Our gross inspection of the appendix and cecum did not reveal evidence of endometriosis, but rather a firm white mass suggestive of a malignancy. In patients with appendiceal endometriosis, such a lack of a clear pathologic finding is not uncommon; often, the subsequent histologic examination reveals the true diagnosis, with endometrial stroma and glands present in the surgical specimen (9).

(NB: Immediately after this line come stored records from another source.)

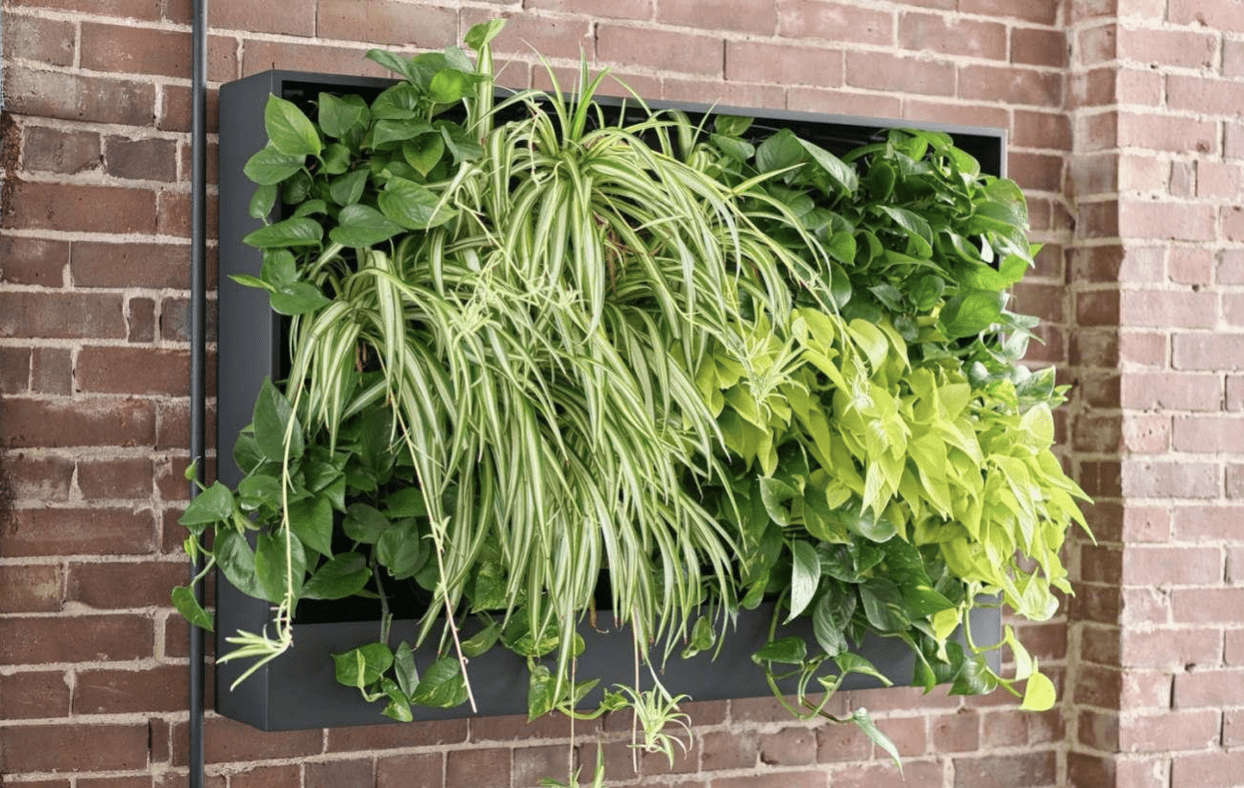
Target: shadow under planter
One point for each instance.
(299, 689)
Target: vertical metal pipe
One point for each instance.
(198, 349)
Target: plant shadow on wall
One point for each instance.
(545, 359)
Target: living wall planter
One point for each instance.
(299, 690)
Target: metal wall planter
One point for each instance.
(297, 690)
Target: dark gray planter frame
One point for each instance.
(297, 690)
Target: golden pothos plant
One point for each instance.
(535, 344)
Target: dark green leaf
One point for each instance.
(269, 167)
(210, 506)
(183, 599)
(830, 618)
(883, 605)
(261, 201)
(340, 576)
(361, 225)
(365, 524)
(279, 562)
(296, 232)
(348, 189)
(236, 562)
(273, 417)
(423, 152)
(290, 131)
(412, 206)
(786, 650)
(362, 666)
(483, 32)
(311, 520)
(297, 299)
(338, 116)
(442, 685)
(805, 576)
(970, 313)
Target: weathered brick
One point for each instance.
(75, 639)
(835, 21)
(59, 151)
(387, 23)
(61, 207)
(81, 747)
(1010, 771)
(32, 260)
(77, 97)
(890, 72)
(657, 49)
(761, 61)
(32, 695)
(753, 16)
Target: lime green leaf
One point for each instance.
(1039, 694)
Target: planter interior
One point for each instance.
(299, 690)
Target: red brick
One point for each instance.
(1207, 605)
(70, 532)
(1010, 771)
(34, 695)
(1208, 433)
(60, 315)
(52, 150)
(77, 639)
(141, 159)
(1167, 49)
(656, 49)
(296, 19)
(162, 689)
(335, 773)
(936, 32)
(1166, 220)
(34, 260)
(1011, 85)
(387, 23)
(40, 40)
(126, 9)
(916, 774)
(289, 776)
(78, 747)
(893, 74)
(45, 478)
(74, 97)
(132, 370)
(413, 771)
(1216, 14)
(759, 61)
(463, 767)
(754, 16)
(834, 21)
(1036, 46)
(31, 588)
(61, 207)
(610, 9)
(1208, 351)
(123, 584)
(1213, 689)
(1207, 769)
(793, 746)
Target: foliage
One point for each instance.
(534, 345)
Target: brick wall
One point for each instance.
(1130, 151)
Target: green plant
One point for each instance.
(536, 345)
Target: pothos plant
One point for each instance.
(538, 349)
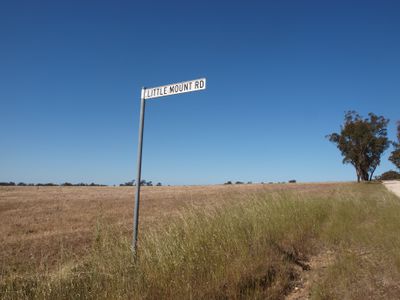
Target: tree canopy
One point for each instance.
(362, 142)
(395, 156)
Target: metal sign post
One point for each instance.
(150, 93)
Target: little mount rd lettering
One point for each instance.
(175, 88)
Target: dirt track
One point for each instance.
(393, 186)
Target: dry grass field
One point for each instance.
(40, 224)
(294, 241)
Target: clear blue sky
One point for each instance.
(280, 75)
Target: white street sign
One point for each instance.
(175, 88)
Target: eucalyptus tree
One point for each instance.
(362, 141)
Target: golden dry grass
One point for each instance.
(38, 225)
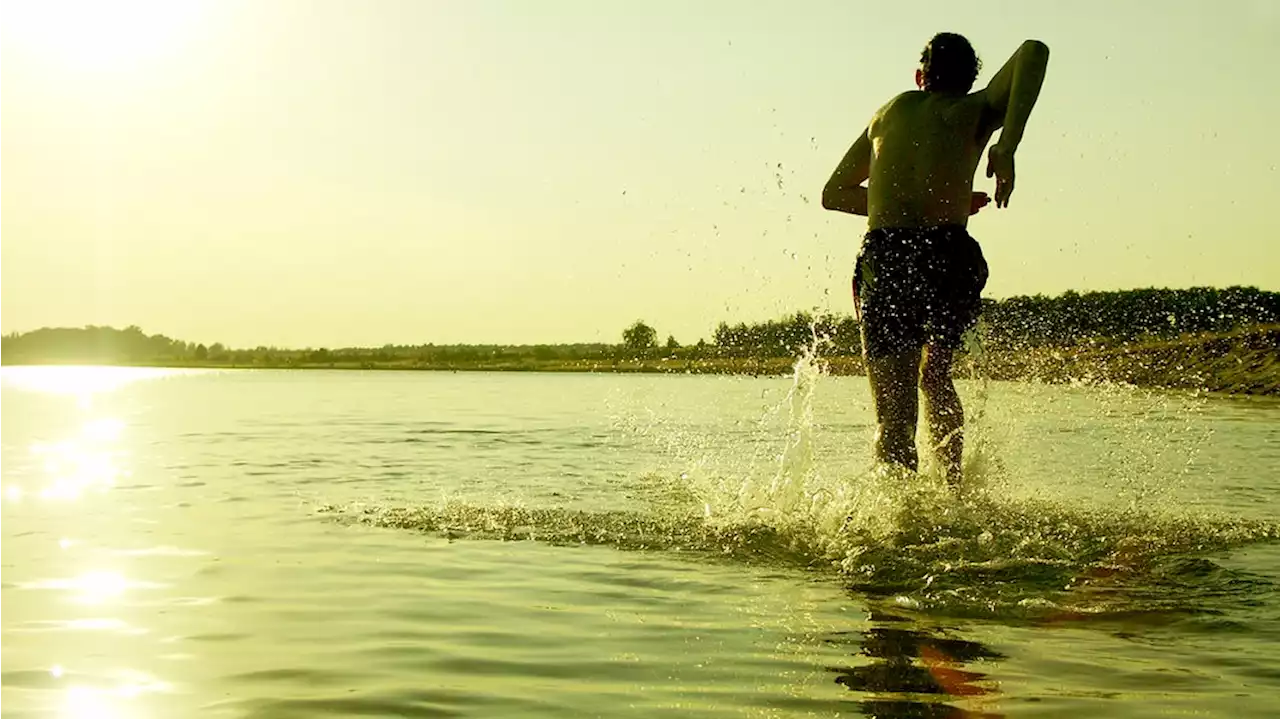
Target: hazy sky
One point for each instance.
(368, 172)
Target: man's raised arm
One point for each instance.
(1013, 92)
(1010, 97)
(844, 191)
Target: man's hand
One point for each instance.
(979, 201)
(1000, 164)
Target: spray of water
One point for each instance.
(900, 536)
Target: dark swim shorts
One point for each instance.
(918, 285)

In our patient, the appendiceal intussusception found on the CT scan appeared as a cecal mass, more consistent with her symptoms than biliary dyskinesia. It is important to remember that endometriosis can be one of the many causes of an appendiceal mass or a cecal mass, especially in pre-menopausal women. Appropriate treatment includes resection—both to establish a definitive diagnosis and to alleviate symptoms (10). Given the nature of endometriosis, patients like ours should be encouraged to follow up with a gynecologist and should be offered hormonal medical therapy as an adjunct for symptom control.